What makes a vulnerability truly shocking is simplicity, once you notice the assumption everyone else missed. In this episode, Daniel shares a memorable SAML/SSO privilege escalation from a real engagement, then zooms out into what it takes to grow as a penetration tester: handling uncertainty, collaborating through roadblocks, and building the fundamentals that make creative problem-solving possible.

The conversation blends war stories with practical guidance for both aspiring testers and security leaders. We cover everything from dependency risk and real-world scoping realities to why thinking like an attacker belongs early in the SDLC, not at the end.

When Self-Signed SAML Assertions Work

Daniel opens with a pen test story focused on a large organization’s SSO implementation using SAML. The issue: the target service failed to properly reject self-signed, re-encoded SAML responses. That meant Daniel could swap his email for an administrator’s email inside the assertion, re-sign it, and effectively authenticate as an admin, turning a normal login flow into privilege escalation.

The developers initially didn’t believe it until Daniel reproduced the behavior live, at which point the room shifted from skepticism to panic when they realized the test was hitting production. It’s a sharp reminder that authentication and trust boundaries fail in quiet ways.

Pentesting is Collaborative

From there, the discussion moves into the day-to-day reality of consulting. Daniel explains that every team has a different baseline: some have security fluency, others barely know what a penetration test entails. He emphasizes that many engagements are gray-box and require real coordination. In practice, the work looks less like a solo operator and more like a constant dance to get everyone on the same page.

The Real OSCP Test is Resilience

Daniel recounts his OSCP path as both intense and unexpectedly chaotic. After months of preparation, he scheduled an early-morning exam start and immediately hit friction. Webcam issues, then later a power outage that wiped hours of momentum and threatened his ability to capture required documentation.

The story escalates: with the clock running and power still out, he packed his entire setup and relocated to a hotel in the middle of the night. There, after repeatedly revisiting the same ideas and links, a final attempt delivered the points needed to pass. The takeaway isn’t grind harder, but that persistence, restarts, and adapting under pressure are often the difference between failing and finishing.

Dependencies and Configurations are Hard

When asked what shows up most often in internal network tests, Daniel points to configuration-driven issues and dependency risk. Teams may implement their own code securely but unknowingly rely on deprecated libraries or components with long-standing CVEs. That supply-chain reality can undermine otherwise solid engineering.

His broader point: "my feature works" is not the same as "my system is safe." Security posture depends on what your software inherits, not just what you wrote.

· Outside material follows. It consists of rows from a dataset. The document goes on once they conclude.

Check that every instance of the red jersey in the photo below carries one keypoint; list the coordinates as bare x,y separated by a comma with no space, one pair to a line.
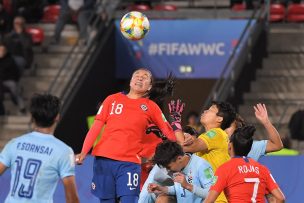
243,180
126,123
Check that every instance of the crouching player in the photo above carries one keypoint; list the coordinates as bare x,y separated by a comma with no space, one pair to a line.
242,179
192,175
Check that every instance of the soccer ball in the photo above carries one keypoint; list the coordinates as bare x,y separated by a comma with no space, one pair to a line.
134,25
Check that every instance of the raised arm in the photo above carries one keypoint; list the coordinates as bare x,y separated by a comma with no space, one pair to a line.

Lab vs. Reality: Unknown Unknowns

In a lab environment, you know a vulnerability exists, you’re solving a puzzle. In the real world, there may be nothing exploitable in scope, or nothing you can find in time. Daniel describes this as a fractal level of ignorance: not only are there things you don’t know, there are things you don’t know you don’t know.

That mindset shapes how experienced testers operate: staying cautious, using lifelines (peers and communities) for sanity checks, and accepting that clean reports can be valid outcomes.

What to do When You Hit a Wall

Daniel’s playbook for getting unstuck is simple and battle-tested:

  • Reach out for a sanity check: another set of eyes can confirm you’re not missing something obvious (or validate that the scope is simply hardened).
  • Restart from first principles: go back to step one and re-walk the basics, because small oversights and tiny typos can invalidate an entire attack path.
  • Document your work clearly: when findings are minimal, the value often lives in the rigor of the test plan and the evidence of diligence.

The thread running through all of it: computers do exactly what you tell them, not what you meant. Precision and process matter.

Crucial Skills for New Penetration Tests

Asked what newcomers should master first, Daniel highlights two fundamentals:

  • Reading code: you don’t need to be an expert in every language, but being able to interpret logic and intent unlocks deeper testing and helps you reason about how systems can be made to behave unexpectedly.
  • Terminal comfort (especially Linux): much of the tooling and workflow lives in a Linux ecosystem, and fluency gives testers flexibility and speed, especially when constraints show up in Windows-heavy environments.

Think Like an Attacker and Shift Left

Daniel offers guidance for security leadership: practice attacker thinking by looking for where users have freedom: input fields, API parameters, and especially anything sensitive exposed in places like URL strings or client-visible data flows. The goal is to intentionally inspect misuse cases, not just intended design.

Strategically, he reinforces shift left: bake security into the SDLC early. The earlier security decisions are made, the less painful (and less incomplete) it is than trying to retrofit secure architecture onto something already built.